На этой фотографии («Собственное дело Горбачева H. M. Смоленск, Кадетская № 17») батюшка на фоне расплывчатых руин застенчиво попирает локтем утес из папье-маше. Добрые глаза его смотрят с невероятным молодым напряжением, а роскошные, любовно ухоженные усы просто обязаны заверить нас в его неотразимой мужественности. Разглядывая этот снимок, я пытаюсь отвлечься от осознания, что на нем запечатлен мой отец. Я пытаюсь увидеть молодого человека времен заката царской России, не крестьянина и не торговца, не социалиста и не монархиста, не слишком образованного, не слишком терзаемого совестью, не слишком размышляющего над судьбами Отечества. То есть абсолютно нормального, здорового двадцатилетнего молодого человека из провинции. Он кое-как и кое-что болтает по-французски, играет для дам на гитаре, а для себя – на мандолине, поет цыганско-гусарский репертуар, развлекает декламацией модных стихов, а развлекается за карточным столом. «Общество» для него – арбитр элегантиерум, мода – символ веры, вечера, балы, пикники и карнавалы – апофеоз существования. Дыра в башмаке равносильна катастрофе и уж, безусловно, страшнее дыр в семейном бюджете. А там их в избытке, и провинциальный юнкер, не подозревающий, что кончит он свое земное существование коммунистом, вертится волчком, чтобы удержаться на скользком паркете губернского города Смоленска.
Таково содержание первой фотографии. На второй отец изображен на фоне тех же руин, но рядом стоит очень изящная молодая дама. Это – моя будущая матушка, а посему разглядывание второго семейного снимка отложим до соответствующего места. Все хорошо в свое время, а особенно – фантазии на семейные темы.
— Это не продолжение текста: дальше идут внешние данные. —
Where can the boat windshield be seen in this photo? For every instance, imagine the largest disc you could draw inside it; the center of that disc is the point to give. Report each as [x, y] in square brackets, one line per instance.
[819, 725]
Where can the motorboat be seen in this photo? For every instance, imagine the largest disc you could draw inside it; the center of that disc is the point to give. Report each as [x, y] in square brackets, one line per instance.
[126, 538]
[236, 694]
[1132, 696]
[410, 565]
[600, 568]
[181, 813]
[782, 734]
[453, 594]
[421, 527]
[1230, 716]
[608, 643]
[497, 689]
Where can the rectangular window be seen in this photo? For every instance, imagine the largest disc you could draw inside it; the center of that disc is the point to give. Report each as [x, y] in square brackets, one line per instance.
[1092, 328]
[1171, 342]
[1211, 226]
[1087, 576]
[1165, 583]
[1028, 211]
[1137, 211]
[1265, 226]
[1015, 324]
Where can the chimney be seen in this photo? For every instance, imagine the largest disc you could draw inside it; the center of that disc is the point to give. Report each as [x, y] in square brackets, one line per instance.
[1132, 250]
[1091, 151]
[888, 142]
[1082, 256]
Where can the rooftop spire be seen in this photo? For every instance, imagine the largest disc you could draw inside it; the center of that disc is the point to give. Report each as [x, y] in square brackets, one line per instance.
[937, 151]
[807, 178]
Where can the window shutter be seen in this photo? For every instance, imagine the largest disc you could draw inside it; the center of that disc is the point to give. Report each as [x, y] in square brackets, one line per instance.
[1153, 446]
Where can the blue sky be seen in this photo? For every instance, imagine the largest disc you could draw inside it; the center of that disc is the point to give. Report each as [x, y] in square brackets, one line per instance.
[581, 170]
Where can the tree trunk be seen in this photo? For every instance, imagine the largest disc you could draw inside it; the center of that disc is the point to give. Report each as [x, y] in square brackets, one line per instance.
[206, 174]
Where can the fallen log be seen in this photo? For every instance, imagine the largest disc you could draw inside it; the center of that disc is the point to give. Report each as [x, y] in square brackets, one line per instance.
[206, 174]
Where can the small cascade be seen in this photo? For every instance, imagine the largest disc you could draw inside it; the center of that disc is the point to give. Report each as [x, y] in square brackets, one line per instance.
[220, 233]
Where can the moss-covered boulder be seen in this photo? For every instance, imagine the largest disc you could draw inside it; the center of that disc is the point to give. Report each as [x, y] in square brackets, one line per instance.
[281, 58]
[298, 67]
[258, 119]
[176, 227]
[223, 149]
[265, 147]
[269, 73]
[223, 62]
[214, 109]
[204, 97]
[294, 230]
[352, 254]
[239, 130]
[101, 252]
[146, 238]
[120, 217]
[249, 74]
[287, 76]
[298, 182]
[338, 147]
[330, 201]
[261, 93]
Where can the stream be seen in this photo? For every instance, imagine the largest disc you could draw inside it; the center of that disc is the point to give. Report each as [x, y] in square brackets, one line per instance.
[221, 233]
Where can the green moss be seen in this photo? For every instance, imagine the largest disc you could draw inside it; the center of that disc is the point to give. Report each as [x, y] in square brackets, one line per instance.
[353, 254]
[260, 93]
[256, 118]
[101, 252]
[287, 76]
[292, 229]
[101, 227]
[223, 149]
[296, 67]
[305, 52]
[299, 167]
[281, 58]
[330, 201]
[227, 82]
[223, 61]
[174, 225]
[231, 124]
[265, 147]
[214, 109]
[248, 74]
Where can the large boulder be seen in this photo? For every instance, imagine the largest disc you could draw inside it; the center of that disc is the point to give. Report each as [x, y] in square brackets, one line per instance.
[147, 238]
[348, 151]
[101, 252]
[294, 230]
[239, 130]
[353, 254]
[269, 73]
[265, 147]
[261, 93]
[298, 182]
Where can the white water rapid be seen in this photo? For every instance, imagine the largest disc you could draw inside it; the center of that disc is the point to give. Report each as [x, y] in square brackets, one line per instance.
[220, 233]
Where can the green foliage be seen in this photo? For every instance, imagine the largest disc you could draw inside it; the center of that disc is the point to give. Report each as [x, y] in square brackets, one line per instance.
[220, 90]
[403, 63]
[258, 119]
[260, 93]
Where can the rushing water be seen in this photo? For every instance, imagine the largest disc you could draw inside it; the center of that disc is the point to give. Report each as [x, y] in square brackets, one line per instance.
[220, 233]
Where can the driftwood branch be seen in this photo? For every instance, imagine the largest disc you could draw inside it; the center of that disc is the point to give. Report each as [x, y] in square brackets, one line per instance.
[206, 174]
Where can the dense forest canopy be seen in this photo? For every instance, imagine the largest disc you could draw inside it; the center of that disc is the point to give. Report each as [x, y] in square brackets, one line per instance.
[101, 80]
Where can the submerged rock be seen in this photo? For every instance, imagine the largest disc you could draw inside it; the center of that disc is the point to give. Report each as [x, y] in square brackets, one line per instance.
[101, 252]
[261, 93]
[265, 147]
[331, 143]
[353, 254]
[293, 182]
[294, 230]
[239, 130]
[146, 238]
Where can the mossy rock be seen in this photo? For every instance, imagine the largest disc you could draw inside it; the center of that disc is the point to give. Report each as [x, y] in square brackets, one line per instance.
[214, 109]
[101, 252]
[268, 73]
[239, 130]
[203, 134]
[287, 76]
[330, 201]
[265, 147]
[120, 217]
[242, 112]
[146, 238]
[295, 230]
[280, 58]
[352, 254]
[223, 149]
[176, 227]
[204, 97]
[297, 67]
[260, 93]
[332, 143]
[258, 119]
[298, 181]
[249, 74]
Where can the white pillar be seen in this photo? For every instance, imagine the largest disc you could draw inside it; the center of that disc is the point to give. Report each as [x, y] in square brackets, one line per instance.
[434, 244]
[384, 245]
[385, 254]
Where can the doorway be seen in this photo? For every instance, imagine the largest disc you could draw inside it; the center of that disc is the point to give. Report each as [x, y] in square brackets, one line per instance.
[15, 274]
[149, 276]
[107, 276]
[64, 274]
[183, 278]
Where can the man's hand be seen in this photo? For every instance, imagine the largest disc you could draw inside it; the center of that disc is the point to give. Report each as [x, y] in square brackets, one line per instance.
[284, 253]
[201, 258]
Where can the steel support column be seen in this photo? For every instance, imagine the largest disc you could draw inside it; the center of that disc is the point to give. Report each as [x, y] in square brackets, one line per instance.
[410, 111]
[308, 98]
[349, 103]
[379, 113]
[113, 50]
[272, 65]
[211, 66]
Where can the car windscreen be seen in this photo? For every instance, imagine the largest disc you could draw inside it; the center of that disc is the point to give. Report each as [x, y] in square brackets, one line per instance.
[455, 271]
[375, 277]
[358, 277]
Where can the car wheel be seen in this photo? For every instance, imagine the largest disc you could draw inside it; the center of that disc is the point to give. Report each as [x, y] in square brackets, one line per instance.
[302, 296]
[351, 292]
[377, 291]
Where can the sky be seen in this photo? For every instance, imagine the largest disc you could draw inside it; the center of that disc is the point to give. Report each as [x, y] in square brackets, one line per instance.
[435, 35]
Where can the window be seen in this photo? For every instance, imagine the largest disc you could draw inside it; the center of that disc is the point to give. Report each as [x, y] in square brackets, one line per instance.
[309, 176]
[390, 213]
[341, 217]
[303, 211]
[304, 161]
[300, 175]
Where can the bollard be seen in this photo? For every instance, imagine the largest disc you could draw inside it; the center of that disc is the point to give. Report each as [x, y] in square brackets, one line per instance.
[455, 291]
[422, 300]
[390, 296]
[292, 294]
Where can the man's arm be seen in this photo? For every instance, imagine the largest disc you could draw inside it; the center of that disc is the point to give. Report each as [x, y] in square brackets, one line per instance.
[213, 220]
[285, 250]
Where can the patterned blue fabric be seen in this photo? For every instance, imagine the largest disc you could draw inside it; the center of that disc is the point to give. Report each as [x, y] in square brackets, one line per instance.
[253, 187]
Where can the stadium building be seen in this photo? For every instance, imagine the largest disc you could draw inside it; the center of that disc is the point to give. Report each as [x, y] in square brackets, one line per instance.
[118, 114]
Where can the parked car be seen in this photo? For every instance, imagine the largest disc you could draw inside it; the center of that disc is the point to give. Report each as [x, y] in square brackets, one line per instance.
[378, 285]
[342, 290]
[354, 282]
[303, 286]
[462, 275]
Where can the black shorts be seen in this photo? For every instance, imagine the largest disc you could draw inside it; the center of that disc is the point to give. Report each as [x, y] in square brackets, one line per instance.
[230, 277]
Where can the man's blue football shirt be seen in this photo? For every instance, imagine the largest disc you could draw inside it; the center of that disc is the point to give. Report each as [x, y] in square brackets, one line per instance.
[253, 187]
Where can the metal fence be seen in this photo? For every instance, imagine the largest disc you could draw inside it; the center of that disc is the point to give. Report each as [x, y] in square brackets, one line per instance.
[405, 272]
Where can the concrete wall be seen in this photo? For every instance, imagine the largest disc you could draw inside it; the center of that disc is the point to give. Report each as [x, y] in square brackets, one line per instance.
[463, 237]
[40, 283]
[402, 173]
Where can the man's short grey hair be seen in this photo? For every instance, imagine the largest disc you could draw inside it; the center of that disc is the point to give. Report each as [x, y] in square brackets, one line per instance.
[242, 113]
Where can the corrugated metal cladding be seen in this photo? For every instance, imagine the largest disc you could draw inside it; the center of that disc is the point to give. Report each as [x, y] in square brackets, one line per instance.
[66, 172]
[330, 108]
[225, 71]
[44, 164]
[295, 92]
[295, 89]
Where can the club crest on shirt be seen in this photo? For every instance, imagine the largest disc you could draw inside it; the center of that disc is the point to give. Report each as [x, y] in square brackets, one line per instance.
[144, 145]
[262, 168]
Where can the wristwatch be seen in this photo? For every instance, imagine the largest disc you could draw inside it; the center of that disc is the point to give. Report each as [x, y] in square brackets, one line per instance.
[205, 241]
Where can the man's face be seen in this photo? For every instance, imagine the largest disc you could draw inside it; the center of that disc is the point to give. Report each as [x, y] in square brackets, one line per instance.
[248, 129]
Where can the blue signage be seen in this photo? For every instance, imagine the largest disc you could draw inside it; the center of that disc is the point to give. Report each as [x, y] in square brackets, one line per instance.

Я люблю рассматривать старинные фотографии. Люблю толстый картон, который не сворачивается в трубочку, подобно пересохшему сыру. Люблю неторопливую, обладающую глубоким смыслом ретушь. Люблю серьезность – серьезность мастера, который никуда не спешит, наводя на фокус, и серьезность объектов его мастерства, которые встали перед объективом не потому, что случайно проходили мимо. Люблю детскую наивность рисованных замков, утесов и пальм. Люблю, наконец, полновесность серебра, до сей поры хранящего изображения. Серебро – не просто благородный, а единственно благородный металл, ибо только оно обладает человеколюбием, убивая болезнетворных микробов и увековечивая людей. Цвет серебра изящен и аристократичен: недаром мы сравниваем с ним седину, достойную почитания. Серебро воспитанно и худощаво, в отличие от крикливого и жирного золота, залившего весь мир кровью и ничего так и не давшего человечеству взамен. Золото оскорбительно своей демонстративностью: лишенное скромности и внутреннего такта, оно способно лишь вопить о кошельке владельца. Рот, набитый золотом, с детства воспринимается мною как пасть скоробогатея. Да, да, того самого буржуя, презрение к которому было привилегией нашего голодного, разутого и раздетого Отечества, единственной, но до чего же гордой привилегией!